The event began with an introduction by the moderator, who highlighted the crucial role of social media in financial markets, particularly in influencing the movement of UK Gilt Yields. Prof. Roman Matousek then delivered his presentation, emphasizing several key points, including the increasing influence of social media, especially X (Twitter), on investor sentiment. He explained how social media accelerates the dissemination of economic and political information and can trigger market volatility, as seen in the UK mini-budget crisis of 2022, which caused a surge in bond yields.
In his presentation, Prof. Matousek also highlighted the impact of retail investors and market volatility, where online communities like Reddit can influence bond trading trends. Additionally, misinformation circulating on social media often leads to overreactions in the market before official clarifications are made.

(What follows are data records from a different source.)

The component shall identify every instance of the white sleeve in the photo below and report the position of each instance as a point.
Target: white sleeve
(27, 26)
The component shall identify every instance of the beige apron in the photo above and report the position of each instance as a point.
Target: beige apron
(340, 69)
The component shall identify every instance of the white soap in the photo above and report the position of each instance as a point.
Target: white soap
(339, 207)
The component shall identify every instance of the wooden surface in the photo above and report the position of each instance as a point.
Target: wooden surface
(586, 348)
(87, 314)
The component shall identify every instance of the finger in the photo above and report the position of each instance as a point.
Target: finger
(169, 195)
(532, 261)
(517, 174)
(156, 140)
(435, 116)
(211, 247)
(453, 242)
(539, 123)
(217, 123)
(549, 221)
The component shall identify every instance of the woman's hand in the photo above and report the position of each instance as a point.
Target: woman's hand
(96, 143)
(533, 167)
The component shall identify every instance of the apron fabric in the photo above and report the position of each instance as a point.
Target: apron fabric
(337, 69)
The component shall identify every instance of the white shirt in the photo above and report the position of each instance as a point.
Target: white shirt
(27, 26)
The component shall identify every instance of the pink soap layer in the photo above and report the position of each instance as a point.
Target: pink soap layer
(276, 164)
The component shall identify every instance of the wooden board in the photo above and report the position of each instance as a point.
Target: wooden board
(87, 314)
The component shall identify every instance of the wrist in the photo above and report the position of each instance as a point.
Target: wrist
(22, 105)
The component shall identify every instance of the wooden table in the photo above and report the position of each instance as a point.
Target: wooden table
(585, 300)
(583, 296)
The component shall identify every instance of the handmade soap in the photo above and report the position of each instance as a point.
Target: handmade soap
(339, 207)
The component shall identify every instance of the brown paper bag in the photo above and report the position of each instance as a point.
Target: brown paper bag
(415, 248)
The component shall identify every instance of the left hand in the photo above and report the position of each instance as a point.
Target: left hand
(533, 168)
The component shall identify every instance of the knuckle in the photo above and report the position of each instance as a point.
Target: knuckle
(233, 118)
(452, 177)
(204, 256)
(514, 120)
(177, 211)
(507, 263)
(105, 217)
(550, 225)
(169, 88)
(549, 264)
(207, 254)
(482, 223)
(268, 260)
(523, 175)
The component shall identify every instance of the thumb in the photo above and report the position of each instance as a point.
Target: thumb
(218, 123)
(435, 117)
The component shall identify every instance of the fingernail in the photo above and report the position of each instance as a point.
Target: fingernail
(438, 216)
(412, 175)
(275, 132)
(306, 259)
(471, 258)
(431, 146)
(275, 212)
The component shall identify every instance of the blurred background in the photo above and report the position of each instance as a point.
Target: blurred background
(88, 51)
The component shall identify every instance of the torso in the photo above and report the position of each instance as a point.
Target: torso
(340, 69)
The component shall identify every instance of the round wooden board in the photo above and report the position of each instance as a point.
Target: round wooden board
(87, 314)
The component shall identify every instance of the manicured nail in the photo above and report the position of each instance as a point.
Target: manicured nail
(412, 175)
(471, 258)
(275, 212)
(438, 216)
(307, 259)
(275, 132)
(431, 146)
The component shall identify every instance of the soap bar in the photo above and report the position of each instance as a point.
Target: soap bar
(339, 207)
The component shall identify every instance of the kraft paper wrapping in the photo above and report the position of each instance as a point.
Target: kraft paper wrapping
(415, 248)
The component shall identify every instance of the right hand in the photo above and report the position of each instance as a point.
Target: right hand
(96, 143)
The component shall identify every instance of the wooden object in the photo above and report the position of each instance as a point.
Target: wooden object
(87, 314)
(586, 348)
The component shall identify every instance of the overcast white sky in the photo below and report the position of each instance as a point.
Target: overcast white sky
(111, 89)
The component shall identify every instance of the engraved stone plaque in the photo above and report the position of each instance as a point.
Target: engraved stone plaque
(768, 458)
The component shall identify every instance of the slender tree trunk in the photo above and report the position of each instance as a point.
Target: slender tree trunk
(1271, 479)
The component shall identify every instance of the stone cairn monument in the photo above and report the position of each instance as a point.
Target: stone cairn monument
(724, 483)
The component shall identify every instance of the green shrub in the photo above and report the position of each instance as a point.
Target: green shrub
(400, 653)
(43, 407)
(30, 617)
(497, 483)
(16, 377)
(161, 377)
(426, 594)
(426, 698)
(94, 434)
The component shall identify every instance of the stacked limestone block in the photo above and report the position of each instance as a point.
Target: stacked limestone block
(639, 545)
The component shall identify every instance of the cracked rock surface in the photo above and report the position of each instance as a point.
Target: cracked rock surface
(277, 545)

To understand these effects, machine learning and Natural Language Processing (NLP) are employed to analyze sentiment on X (Twitter), using AI models such as BERT and LSTM to predict UK Gilt Yield movements.
Furthermore, he explained how the Bank of England responds to bond yield volatility through monetary policy and how speculation on social media frequently affects market expectations regarding interest rates. The main challenges in using social media sentiment for market analysis include data noise, misinformation, and regulatory concerns. Moving forward, AI is expected to become increasingly sophisticated in market analysis, though regulations on social media influence in financial markets may also become stricter.
After the presentation, a discussion and Q&A session took place. Several participants asked questions regarding sentiment analysis methods, regulatory impacts on social media, and how investors can filter credible information from social platforms. The event concluded at 12:00 PM WIB with closing remarks from the moderator, expressing gratitude to the speaker and participants for their engagement. It is hoped that the insights shared will provide valuable perspectives on the relationship between social media and government bond markets.